Wichita, Kansas — It’s time! That trademark Bruce Buffer phrase might easily be applied to Anthony Rocco Martin these days. On Saturday night at UFC Wichita, Martin simply dominated Sergio Moraes, picking him apart with devastating calf kicks, on route to a one-sided unanimous decision. 30-27s on all three scorecards underscored the fact that Moraes never really came close in the fight.
Now, Martin is running with a full head of steam at welterweight. And aside from a dad-level joke about not being in Brazil anymore, Toto (get it? Kansas? Toto? And Moraes is from Brazil?), the night was pretty much perfect. Leading Martin to believe that now is his time.
“It feels good, 4-0 at welterweight,” Martin told reporters including Cageside Press backstage at the Intrust Bank Arena following the fight. “Obviously I’m looking for the finish, always. I think that, I was just picking him apart so well I was just like ‘hey, it’s working, I’m just gonna stick to this.'”
“That’s how my game plan is in every fight,” he pointed out. “I’m going to keep it on the feet, if I feel like I’m losing on the feet, I’m gonna take it to the ground. Ideally I’m just going to stay on the feet the whole time.”
That didn’t quite happen at UFC Wichita on Saturday, if only because opponent Moraes “got that early cheap takedown.” But while Martin “wasn’t very happy with that,” it worked out in the end. “I came up, he latched onto that guillotine, I feel like I’m almost impossible to guillotine.” When Moraes couldn’t complete the submission attempt, he tried to just hold on to the head, and the ref stood the pair up.
“That early in the fight, there’s always a little bit of concern,” Martin admitted. “You don’t want to take any unnecessary chances, especially when we’re very dry. But I’m very confident in my grappling game. I started with Brock Larson seven, eight years ago now. I’m very highly confident in that department, I think I can grapple with anyone in the world.”
The highlight in the fight, however, was the consistent leg attack by Anthony Rocco Martin. “If they start compensating for my leg kicks, then my right hand starts landing… If they start missing that right hand, then I know the low kicks are there,” he said of his approach. “It’s kind of one of those things where, he was defending my right hand very well, so I started throwing those calf kicks that me and Mike Brown work every single day, and Thiago Alves.”
It’s an approach he expects others to mimic. “Eventually, I imagine that everyone’s going to start throwing them.”
Overall, Martin gave his performance a solid grade. “B+, A- minus or something,” he suggested, noting that he “stuck to the game plan.”
In fact the only negative in the fight was the bad joke afterward. “They didn’t get it.
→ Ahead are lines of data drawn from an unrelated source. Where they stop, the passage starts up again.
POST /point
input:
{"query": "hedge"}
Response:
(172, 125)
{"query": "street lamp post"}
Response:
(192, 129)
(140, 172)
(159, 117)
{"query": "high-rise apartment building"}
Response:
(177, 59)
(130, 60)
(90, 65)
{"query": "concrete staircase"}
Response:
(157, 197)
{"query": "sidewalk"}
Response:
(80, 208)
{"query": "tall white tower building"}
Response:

I don’t know what happened,” he exclaimed.
“First I messed up Toto about fifteen times when we were practicing it,” Martin confessed. Yes folks, that joke was practiced. “I keep saying ‘Tito,’ they’re like ‘where’s Tito, who’s Tito?’ I’m asking Mike about three times before I get on this mic like ‘Toto? Tito? Toto?’ and he’s like ‘Toto, Toto, Toto!'”
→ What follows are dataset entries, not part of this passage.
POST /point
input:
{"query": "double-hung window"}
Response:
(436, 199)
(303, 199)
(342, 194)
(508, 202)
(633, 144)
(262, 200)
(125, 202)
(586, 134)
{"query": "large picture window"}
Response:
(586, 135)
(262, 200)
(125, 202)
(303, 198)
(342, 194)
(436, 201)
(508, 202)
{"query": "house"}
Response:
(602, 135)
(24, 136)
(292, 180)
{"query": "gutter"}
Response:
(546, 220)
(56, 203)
“I thought it would be a hit here for sure, but no one got it,” he added. “I thought I nailed that one, but aww jeez. It didn’t work.”
“I think that now is my time. I really need to make a push.”
Not at all. The good news is, Martin is not paid for his stand-up comedy efforts, but for his fighting. And that has been very, very good through these past four rights at welterweight. As he suggested in the cage post-fight, it looks like Minneapolis is up next. That goes down June 29 in the Minnesota city, where Martin started his fighting career.
“I think that they have to give me someone in the top fifteen,” he said of a possible opponent. “And I need to be on that ESPN card to get as much viewership as possible. I think that now is my time. I really need to make a push. I just need an opportunity, and the opportunity has to be someone that’s ranked, and give me a high spot on that ESPN card.”
As for the upcoming Chicago card (Martin grew up in the area), that’s just a little too close to girlfriend Kayla Harrison’s next fight. “She might try to kill me if I do that,” Martin joked.